OTHER VIEWS: Would you like fries with that miracle?

Published 9:30 am Friday, May 5, 2023

Othello, Wash., produces 1.5 billion pounds of french fries a year.

Consider, if you will, the french fry. It is no more than a slice of potato that is fried and served with ketchup — or, for our neighbors to the north in Canada, gravy.

Yet the french fry is a perfect example of how well the free market system works. In places like Othello, Wash., 1.5 billion pounds of french fries are produced every year. That’s the weight of seven aircraft carriers and represents 15% of french fry production in North America.

For the record, Othello has a population of 8,700.

Othello is at the center of the “Potato Belt,” which stretches from Hermiston, Ore., north to Coulee City, Wash.

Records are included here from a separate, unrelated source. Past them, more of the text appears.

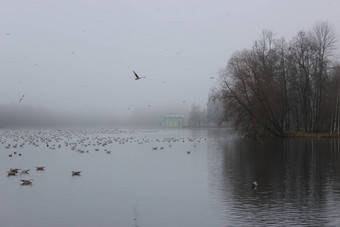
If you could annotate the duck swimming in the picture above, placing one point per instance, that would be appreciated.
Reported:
(76, 173)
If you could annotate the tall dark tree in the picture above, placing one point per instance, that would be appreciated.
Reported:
(278, 86)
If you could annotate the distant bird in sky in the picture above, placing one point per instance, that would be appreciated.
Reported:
(21, 98)
(138, 77)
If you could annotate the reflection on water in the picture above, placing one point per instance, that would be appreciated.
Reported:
(298, 181)
(125, 181)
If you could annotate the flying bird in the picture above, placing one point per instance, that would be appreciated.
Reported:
(21, 98)
(138, 77)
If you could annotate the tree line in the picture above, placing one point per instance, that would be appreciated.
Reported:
(279, 86)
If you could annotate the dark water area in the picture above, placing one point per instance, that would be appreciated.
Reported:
(167, 178)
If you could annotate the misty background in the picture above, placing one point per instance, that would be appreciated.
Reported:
(73, 60)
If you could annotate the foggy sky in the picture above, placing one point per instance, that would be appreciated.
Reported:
(79, 55)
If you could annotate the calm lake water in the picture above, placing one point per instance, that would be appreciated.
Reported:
(147, 178)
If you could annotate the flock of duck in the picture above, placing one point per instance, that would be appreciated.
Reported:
(82, 141)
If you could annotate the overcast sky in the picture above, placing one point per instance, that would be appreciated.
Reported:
(78, 55)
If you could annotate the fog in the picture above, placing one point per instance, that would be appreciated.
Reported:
(74, 60)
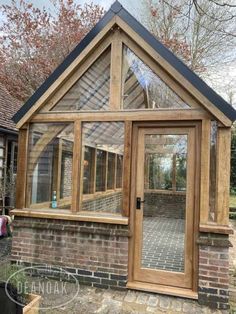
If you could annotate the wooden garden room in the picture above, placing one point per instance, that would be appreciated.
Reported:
(124, 163)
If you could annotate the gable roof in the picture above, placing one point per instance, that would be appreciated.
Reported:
(117, 10)
(8, 107)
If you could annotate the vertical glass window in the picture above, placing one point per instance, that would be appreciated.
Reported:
(49, 173)
(119, 171)
(111, 171)
(88, 175)
(102, 166)
(101, 171)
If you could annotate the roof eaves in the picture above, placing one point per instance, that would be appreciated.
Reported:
(194, 79)
(63, 66)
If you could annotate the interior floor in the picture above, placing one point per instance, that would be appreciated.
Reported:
(163, 243)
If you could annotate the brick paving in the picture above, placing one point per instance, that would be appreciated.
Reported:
(163, 243)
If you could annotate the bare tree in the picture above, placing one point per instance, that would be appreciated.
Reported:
(202, 33)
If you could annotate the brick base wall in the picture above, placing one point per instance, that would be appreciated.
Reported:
(96, 253)
(214, 271)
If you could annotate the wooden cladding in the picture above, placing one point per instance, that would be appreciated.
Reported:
(21, 168)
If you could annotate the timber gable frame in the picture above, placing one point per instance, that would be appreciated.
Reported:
(176, 71)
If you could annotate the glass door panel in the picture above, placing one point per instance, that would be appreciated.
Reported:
(165, 183)
(164, 208)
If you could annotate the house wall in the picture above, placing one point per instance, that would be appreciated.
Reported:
(96, 253)
(213, 285)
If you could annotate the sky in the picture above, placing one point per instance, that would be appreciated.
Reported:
(227, 73)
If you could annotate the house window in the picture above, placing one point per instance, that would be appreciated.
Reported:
(49, 173)
(102, 166)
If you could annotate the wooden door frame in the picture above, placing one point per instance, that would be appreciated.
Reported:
(189, 293)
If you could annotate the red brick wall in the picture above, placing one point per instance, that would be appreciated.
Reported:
(97, 253)
(214, 271)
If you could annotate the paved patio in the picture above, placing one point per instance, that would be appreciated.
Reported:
(163, 243)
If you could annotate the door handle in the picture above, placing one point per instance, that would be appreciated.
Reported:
(138, 202)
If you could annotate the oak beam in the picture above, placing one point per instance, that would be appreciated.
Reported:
(205, 171)
(131, 115)
(116, 71)
(223, 175)
(76, 167)
(21, 168)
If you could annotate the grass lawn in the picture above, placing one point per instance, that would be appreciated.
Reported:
(232, 201)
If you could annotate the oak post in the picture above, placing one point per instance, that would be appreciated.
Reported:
(21, 168)
(127, 169)
(76, 167)
(205, 170)
(223, 175)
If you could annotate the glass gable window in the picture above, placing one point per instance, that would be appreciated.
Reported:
(49, 174)
(91, 91)
(143, 89)
(102, 166)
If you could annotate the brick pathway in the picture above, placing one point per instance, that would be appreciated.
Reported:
(91, 301)
(163, 243)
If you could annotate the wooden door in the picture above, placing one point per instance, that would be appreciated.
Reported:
(164, 213)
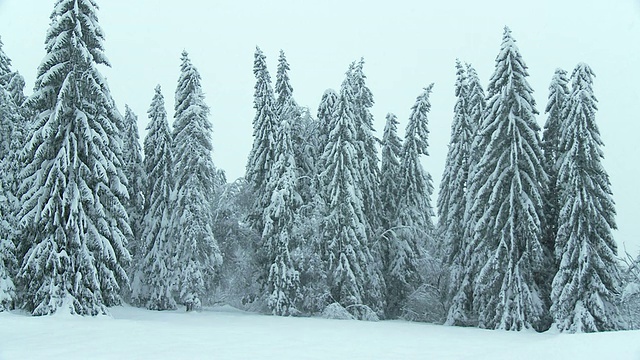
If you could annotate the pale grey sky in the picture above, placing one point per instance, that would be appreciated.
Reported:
(406, 45)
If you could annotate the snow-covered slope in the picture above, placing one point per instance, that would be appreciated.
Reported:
(225, 333)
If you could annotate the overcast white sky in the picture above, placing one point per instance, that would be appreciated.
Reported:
(407, 44)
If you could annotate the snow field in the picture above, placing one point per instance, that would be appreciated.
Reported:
(226, 333)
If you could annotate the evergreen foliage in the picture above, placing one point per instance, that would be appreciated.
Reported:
(461, 307)
(367, 147)
(452, 198)
(352, 276)
(587, 280)
(413, 218)
(265, 123)
(283, 280)
(197, 254)
(509, 184)
(390, 190)
(136, 177)
(558, 98)
(155, 280)
(76, 224)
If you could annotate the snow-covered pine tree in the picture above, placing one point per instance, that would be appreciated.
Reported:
(10, 80)
(136, 177)
(283, 280)
(197, 254)
(12, 130)
(461, 306)
(413, 223)
(367, 149)
(353, 277)
(284, 90)
(368, 165)
(452, 200)
(154, 283)
(558, 96)
(301, 136)
(390, 190)
(510, 181)
(265, 123)
(390, 193)
(8, 261)
(76, 226)
(587, 280)
(327, 111)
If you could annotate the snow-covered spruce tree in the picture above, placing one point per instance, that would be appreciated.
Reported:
(197, 254)
(8, 261)
(134, 171)
(10, 80)
(12, 130)
(510, 182)
(413, 223)
(461, 306)
(283, 280)
(76, 226)
(558, 96)
(265, 123)
(390, 190)
(367, 143)
(354, 280)
(303, 149)
(452, 199)
(368, 167)
(588, 277)
(154, 283)
(327, 111)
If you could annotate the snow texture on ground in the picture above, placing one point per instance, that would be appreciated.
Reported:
(226, 333)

This is where an additional 4.5 billion pounds of fries are produced each year. 

That massive production is the result of efficient farmers growing potatoes perfectly suited for efficient processing plants to make french fries and other frozen potato products.

It’s a symbiotic relationship. 

Processors need farmers to be profitable, and farmers need processors to be profitable, said Dale Lathim, executive director of the Potato Growers of Washington.

We occasionally hear critics talk about “fixing” the U.S. food system. They say it’s somehow “unfair.” We assume that’s because they don’t control it. 

That thought makes us shudder. 

The U.S. free market system is a modern miracle, and the way food is a grown and sold is perhaps the best example of what’s right with it. Around the nation, farmers, ranchers and orchardists grow a wide variety of crops to meet the demands of 326 million Americans.

A shopper can walk into any grocery store in the U.S. and find fresh fruits and vegetables and a massive variety of meats, seafood and other foods available to buy. The typical super market carries 39,500 items on its shelves.

These items are available year-round. Our readers who have a few gray hairs will remember when that wasn’t the case. Winter meant that fresh vegetables were off the menu.

Today, fruit and vegetables that are out of season in the U.S. are imported from Mexico, Chile and other nations whose climates are appropriate.

Shoppers in the U.S. — and many parts of the world — can choose any foods they want. Whether their diet is vegetarian, vegan, organic and anything else, those foods are readily available and affordable.

Othello, Wash., and a thousand other cities and towns large and small combine their efforts to feed the nation. They process every food from french fries to filet mignon and from bacon bits to baking flour.

It is a credit to them and the free-market economy. The “food system” continues to work very well, thank you.